PURPOSE: To evaluate the intraocular pressure (IOP)-lowering efficacy and treatment stability of ripasudil-brimonidine fixed-dose combination (RBFC) in patients with secondary glaucoma associated with uveitis. STUDY DESI...PURPOSE: To evaluate the intraocular pressure (IOP)-lowering efficacy and treatment stability of ripasudil-brimonidine fixed-dose combination (RBFC) in patients with secondary glaucoma associated with uveitis. STUDY DESIGN: Single-center, retrospective study. METHODS: Medical records of 50 eyes prescribed RBFC were reviewed and categorized into inflammatory ocular hypertension (OH; n = 19), steroid-induced OH (n = 18), and primary open-angle glaucoma (POAG; n = 13).

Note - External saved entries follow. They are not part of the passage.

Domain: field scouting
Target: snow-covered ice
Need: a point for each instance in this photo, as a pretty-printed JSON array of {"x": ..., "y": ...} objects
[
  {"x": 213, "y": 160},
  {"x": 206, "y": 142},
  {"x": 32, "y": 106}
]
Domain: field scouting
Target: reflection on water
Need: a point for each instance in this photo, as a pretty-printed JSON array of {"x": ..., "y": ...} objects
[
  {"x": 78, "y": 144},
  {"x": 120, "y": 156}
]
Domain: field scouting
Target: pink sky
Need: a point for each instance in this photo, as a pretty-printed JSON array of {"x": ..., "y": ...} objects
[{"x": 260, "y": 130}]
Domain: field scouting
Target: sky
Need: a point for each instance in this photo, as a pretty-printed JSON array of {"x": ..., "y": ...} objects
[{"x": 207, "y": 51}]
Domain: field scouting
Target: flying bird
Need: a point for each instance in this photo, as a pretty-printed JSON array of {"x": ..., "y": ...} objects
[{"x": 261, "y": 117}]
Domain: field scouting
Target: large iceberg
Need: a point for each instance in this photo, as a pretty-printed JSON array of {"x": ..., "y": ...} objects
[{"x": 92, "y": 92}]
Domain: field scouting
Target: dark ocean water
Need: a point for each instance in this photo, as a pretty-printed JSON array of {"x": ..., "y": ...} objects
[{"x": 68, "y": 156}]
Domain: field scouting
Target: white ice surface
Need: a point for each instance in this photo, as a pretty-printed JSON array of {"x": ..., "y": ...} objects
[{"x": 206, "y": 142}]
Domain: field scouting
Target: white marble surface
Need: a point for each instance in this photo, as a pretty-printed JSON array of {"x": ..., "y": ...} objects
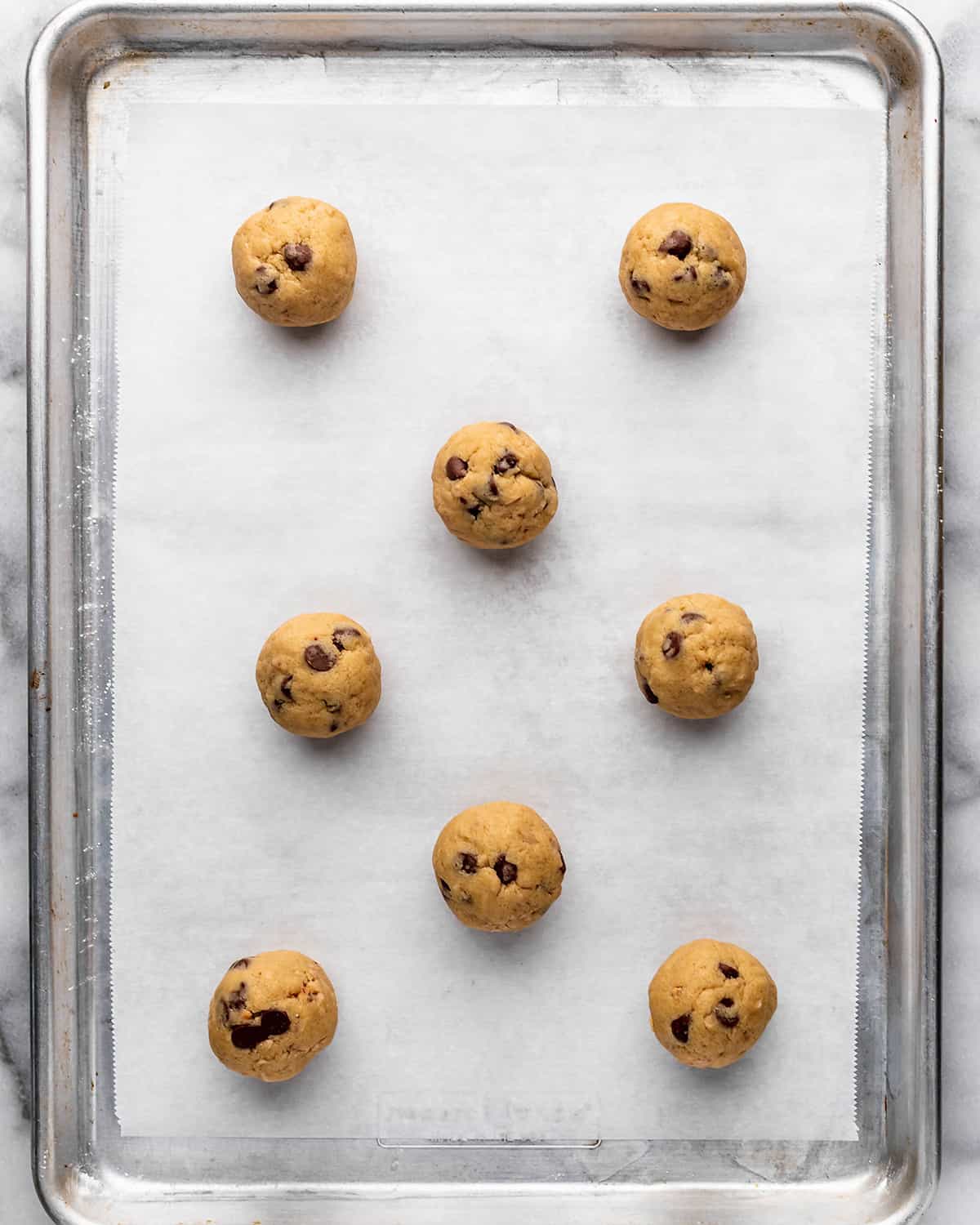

Clinical parameters-including IOP, visual acuity (VA), and medication score-were assessed at baseline, the first follow-up, and the final visit. RESULTS: In the inflammatory and steroid-induced OH groups, mean IOP decreased significantly from baseline and remained stable throughout the observation period (P < 0.001). VA was maintained with a slight, non-significant improvement, and medication scores remained stable, indicating sustained treatment efficacy without additional eye drops. One mild case of conjunctivitis occurred in the POAG group. CONCLUSION: RBFC was associated with significant IOP reduction in eyes with uveitis-associated or steroid-induced OH, without compromising visual function. These findings suggest that RBFC may be a useful therapeutic option for inflammation-related secondary glaucoma.